Why Some USB-C Headphone Dongles Don’t Work

Ever since Apple ditched the iPhone’s headphone jack, getting your old headphones to work with newer smartphones has become a messy issue. Plenty of Android models still have 3.5mm audio jacks, but some, such as Samsung’s upcoming Galaxy Note 10, have followed Apple’s lead and moved to one, single connection option: USB-C.

You can still plug your headphones into these devices, but doing so requires an adaptor — a dongle — that turns your charging port into an 3.5mm headphone jack. Here’s the sticking point, though. Not all dongles are alike, and that cheap adaptor you just bought from wherever might not allow you to get audio from your device at all.

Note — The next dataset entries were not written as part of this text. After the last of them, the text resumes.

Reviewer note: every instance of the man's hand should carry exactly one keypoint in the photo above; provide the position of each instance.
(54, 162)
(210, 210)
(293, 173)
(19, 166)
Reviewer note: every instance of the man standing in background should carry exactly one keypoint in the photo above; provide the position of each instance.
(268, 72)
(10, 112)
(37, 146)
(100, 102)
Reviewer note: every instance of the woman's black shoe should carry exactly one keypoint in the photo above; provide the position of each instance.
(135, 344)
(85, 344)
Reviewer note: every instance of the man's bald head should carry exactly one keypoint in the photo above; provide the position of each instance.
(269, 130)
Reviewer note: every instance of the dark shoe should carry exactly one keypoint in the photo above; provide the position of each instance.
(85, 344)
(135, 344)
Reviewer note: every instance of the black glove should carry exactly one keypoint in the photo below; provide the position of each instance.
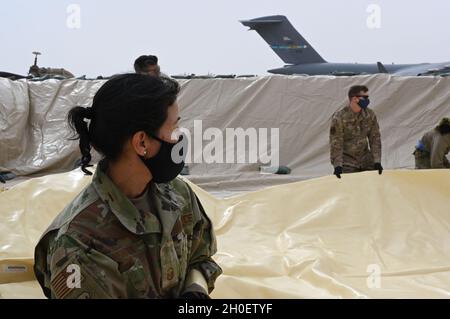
(378, 167)
(338, 171)
(194, 295)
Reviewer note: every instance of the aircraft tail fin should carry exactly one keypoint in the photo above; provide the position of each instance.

USB-C headphone dongles are not all the same

The big problem with USB-C dongles is that nobody codified new hardware standards before smartphones started dropping their headphones jacks.

Playing digital media through headphones requires a digital-to-analogue converter (DAC) — which changes digital audio data into analogue signals your headphones can play back — and an amp. The disagreement is whether this conversion should happen on the smartphone itself or within the adaptor you’re connecting to it.

When some manufacturers’ leave the DAC out of their adaptors, or stuff in a bunch of proprietary circuitry that doesn’t play nicely with all devices, you’ll get a big hunk of nothing in your headphones.

Right now, only a small selection of USB-C-to-3.5mm adapters include DACs, and those that do can be more expensive than those that do not.

How to find the right adaptor

All smartphones that can dump audio out via USB-C can work with what’s known as an active cable — one that has a DAC and amplifier built in. Smartphones can also do this same process with passive cables, but this is optional. When in doubt, you’ll want to err on the side of shopping for an active adaptor for your device.

Finding the right adaptor can be easy if you know what to look for. When shopping for a USB-C headphone adaptor, check the product description for either a DAC or USB-IF certification (which is only awarded to adaptors that have a built-in DAC).

If you can’t find either mentioned in an adaptor’s manual or description, you’ll at least want to do a little homework to see if others have had success or silence connecting the adaptor to the same device you own.

And if you don’t even want to deal with this, you can always opt for a decent pair of Bluetooth headphones. You’ll have to deal with battery life and charging, sure, but at least you’ll be able to rock out without issue.